A tsunami warning was lifted Tuesday for a stretch of Pacific Coast from Washington to Alaska after a major undersea earthquake hit southeast of Kodiak, according to the National Weather Service. During several tense hours before dawn, officials in some coastal areas urged people to seek higher ground.
In Kodiak, police department said water levels had receded in the harbor. A sharp withdrawal of water can precede a tsunami rise. “Citizens should remain in place and wait for further updates,” the Kodiak Police message added.
At its height, a warning was in effect for more than 3,000 miles of coastal zones north of the Washington border: British Columbia and Alaska’s entire southern shoreline including the Aleutian Islands. The National Weather Service sent messages to cellphones in Alaska with the message: “Emergency Alert. Tsunami danger on the coast. Go to high ground or move inland.”

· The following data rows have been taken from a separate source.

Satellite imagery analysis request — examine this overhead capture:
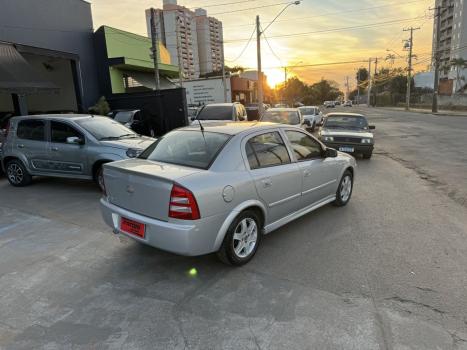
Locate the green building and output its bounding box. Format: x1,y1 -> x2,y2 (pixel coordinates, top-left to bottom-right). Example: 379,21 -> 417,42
94,26 -> 179,98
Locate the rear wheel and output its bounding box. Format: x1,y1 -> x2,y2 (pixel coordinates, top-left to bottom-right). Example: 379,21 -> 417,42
217,210 -> 261,266
334,170 -> 353,207
6,159 -> 32,187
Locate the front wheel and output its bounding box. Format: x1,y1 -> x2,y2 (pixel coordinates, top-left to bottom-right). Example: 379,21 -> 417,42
334,170 -> 353,207
217,210 -> 261,266
6,159 -> 32,187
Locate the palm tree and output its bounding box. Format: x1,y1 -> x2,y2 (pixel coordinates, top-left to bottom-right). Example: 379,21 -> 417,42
450,57 -> 467,92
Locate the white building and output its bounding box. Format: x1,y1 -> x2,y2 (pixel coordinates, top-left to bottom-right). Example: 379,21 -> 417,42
146,0 -> 224,79
433,0 -> 467,93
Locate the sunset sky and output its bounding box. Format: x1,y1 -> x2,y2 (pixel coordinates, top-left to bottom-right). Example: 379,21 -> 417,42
92,0 -> 434,88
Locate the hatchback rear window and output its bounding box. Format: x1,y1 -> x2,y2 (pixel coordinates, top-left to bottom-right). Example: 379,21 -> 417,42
139,130 -> 230,169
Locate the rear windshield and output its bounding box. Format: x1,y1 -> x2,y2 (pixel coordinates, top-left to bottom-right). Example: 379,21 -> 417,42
197,106 -> 232,120
139,130 -> 230,169
323,114 -> 368,130
262,111 -> 300,125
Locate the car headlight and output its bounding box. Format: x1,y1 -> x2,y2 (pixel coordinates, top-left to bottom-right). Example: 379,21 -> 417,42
126,148 -> 143,158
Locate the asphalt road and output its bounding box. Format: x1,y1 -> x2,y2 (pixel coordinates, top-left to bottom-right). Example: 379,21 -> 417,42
0,109 -> 467,349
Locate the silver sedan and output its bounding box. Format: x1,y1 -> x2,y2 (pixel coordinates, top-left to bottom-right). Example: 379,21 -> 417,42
101,122 -> 356,265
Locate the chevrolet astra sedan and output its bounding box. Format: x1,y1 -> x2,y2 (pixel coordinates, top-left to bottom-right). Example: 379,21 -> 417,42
100,122 -> 356,265
319,113 -> 375,159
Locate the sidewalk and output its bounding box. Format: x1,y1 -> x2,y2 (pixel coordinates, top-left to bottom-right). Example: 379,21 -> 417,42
373,107 -> 467,117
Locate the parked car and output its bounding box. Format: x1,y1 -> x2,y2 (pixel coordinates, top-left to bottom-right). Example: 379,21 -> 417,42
108,109 -> 156,137
245,103 -> 270,121
319,113 -> 375,159
261,108 -> 312,129
1,114 -> 155,189
100,122 -> 356,265
192,102 -> 248,124
298,106 -> 324,131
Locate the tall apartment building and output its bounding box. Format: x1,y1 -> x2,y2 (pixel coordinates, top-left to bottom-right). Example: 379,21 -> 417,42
433,0 -> 467,92
195,9 -> 224,74
146,0 -> 224,79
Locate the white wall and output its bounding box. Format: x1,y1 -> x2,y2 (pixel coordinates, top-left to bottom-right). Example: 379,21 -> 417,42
183,78 -> 232,105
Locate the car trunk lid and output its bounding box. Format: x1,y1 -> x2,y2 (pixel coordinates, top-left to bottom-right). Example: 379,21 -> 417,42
104,159 -> 202,221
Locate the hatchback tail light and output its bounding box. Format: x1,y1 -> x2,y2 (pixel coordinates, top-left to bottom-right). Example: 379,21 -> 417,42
169,185 -> 200,220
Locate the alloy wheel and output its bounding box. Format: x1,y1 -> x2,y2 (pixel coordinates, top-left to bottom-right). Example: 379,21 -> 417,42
340,175 -> 352,203
7,163 -> 24,185
233,218 -> 258,258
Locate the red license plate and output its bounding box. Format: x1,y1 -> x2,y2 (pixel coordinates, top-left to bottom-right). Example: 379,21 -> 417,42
120,218 -> 145,238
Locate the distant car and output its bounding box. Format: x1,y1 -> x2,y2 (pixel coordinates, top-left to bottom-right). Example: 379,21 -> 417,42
191,102 -> 248,124
245,103 -> 270,121
319,113 -> 375,159
1,114 -> 155,189
108,109 -> 156,137
261,108 -> 312,129
298,106 -> 324,131
100,122 -> 356,266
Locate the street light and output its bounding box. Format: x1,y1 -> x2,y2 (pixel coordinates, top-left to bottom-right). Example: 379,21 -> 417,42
256,0 -> 301,116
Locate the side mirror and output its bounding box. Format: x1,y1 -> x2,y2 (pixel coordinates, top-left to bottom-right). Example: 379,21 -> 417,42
324,147 -> 337,158
66,136 -> 84,145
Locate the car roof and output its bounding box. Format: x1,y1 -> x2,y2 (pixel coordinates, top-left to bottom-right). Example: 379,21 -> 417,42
181,122 -> 293,135
326,112 -> 365,118
204,102 -> 239,107
10,113 -> 109,120
268,108 -> 297,112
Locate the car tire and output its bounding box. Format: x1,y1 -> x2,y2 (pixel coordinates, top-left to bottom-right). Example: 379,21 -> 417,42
333,170 -> 353,207
217,210 -> 262,266
5,159 -> 32,187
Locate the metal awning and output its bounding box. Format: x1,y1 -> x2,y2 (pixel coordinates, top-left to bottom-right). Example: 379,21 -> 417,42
0,42 -> 59,94
124,71 -> 178,90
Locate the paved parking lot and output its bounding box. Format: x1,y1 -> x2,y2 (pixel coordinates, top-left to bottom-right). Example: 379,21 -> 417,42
0,108 -> 467,349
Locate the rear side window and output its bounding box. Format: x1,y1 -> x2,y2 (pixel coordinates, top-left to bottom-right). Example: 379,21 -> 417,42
139,130 -> 230,169
246,131 -> 290,169
51,121 -> 83,143
16,120 -> 45,141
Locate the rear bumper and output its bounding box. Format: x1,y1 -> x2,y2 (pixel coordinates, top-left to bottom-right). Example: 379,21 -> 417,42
100,197 -> 225,256
323,142 -> 375,154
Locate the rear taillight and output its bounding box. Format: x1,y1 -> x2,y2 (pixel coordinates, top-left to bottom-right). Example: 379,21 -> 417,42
169,185 -> 200,220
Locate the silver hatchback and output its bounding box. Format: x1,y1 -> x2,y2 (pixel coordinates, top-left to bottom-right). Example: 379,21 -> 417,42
101,122 -> 356,265
0,114 -> 155,188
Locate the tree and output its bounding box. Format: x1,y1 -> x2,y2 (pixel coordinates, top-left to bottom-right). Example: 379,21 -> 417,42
450,58 -> 467,92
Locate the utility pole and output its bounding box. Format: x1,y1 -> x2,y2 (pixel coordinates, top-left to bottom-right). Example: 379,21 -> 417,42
431,6 -> 441,113
357,68 -> 360,105
151,8 -> 161,91
175,16 -> 183,87
373,57 -> 378,107
367,57 -> 371,107
222,40 -> 227,103
404,27 -> 420,111
256,15 -> 264,116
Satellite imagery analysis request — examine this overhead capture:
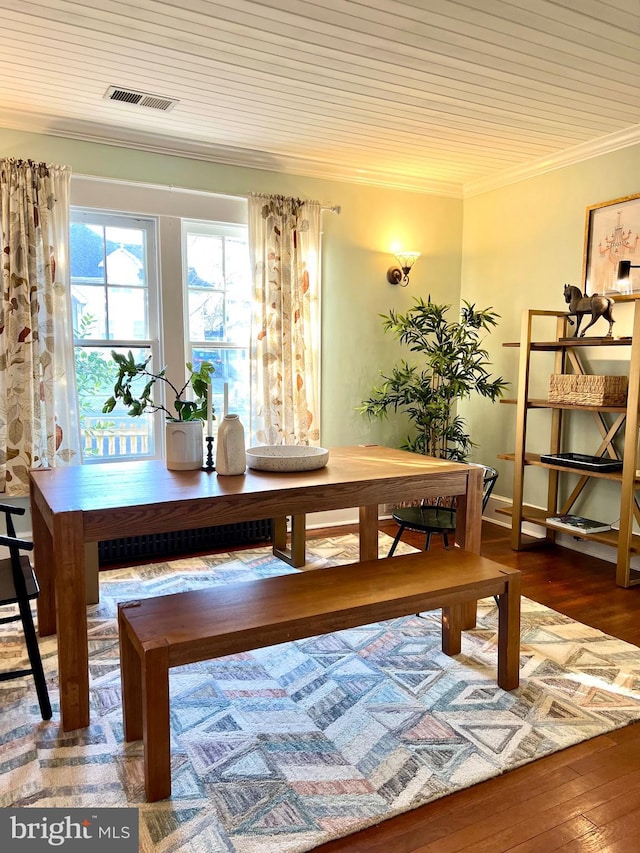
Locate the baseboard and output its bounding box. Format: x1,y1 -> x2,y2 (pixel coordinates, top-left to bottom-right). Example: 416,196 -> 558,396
483,495 -> 640,570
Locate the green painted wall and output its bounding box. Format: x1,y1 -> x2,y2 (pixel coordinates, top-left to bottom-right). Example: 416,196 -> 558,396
461,146 -> 640,521
0,130 -> 640,520
0,130 -> 462,446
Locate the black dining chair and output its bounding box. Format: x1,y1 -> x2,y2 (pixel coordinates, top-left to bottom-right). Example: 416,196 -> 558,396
0,504 -> 52,720
387,463 -> 498,557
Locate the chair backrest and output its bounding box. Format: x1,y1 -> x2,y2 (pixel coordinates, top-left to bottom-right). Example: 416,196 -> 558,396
469,462 -> 498,512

“Based on all available data a tsunami may have been generated by this earthquake that could be destructive on coastal areas even far from the epicenter,” the Pacific Tsunami Warning Center said.
An announcer on KMXT radio in Kodiak appealed for residents to heed the warning. Many did. A line of cars clogged a snow-covered road heading out of town.
“This is not a drill. Please get out to higher ground,” said the message. “If you are on the flats, get up on one of the hills . . . Just go high.”
A tsunami watch for Hawaii and the West Coast was lifted several hours after the quake.